Shoulder Season
By Christina Clancy. (St. Martin's Press, 324 pages, $27.99.)
Grieving her dead parents, needing money and yearning for fun and adventure, young Sherri Taylor accompanies her best friend, Roberta, to a job interview to be a Bunny at the Playboy resort in nearby Lake Geneva, Wis., in 1981. Sherri, with her loud laugh and curls like "Slinkies," thinks of herself as awkward, but her Bernadette Peters look gets her the job, while "gorgeous" but edgy Roberta doesn't make the Bunny Mother's cut.
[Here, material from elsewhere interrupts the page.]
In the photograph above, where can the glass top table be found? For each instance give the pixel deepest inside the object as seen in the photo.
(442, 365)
Caught up in an intoxicating swirl of immaturity, masculine attention, hard work, alcohol and drugs, small-town girl Sherri rapidly manages to make a big mess of her life.
"Shoulder Season," the second novel by Wisconsin writer Christina Clancy, is told in flashback from 2019 as Sherri, now a special events manager for a Palm Springs museum, revisits the haunting "foolishness" of her past. An old benefactor is dying of cancer, so she ponders a return to East Troy, Wis., with its centering town square.
Clancy strongly evokes a time and place, with references to Alpine Valley, the A&W, Alice in Dairyland, State Street, the posse comitatus, Schlitz, Sheepshead and Friday night fish fries. A foreshadowed tragedy creates page-turning tension.
Clancy's Wisconsin ties are deep: She lives in Madison, has a doctorate from UW-Milwaukee and taught at Beloit College; her husband's family is from East Troy. Her 2020 debut novel, "The Second Home," has been optioned by TriStar for a limited TV series starring Nicolaj Coster-Waldau from "Game of Thrones."
In "Shoulder Season," she has captivatingly captured the freedom and pain of youth, as well as the wisdom and regret of middle age, and the power of redemption.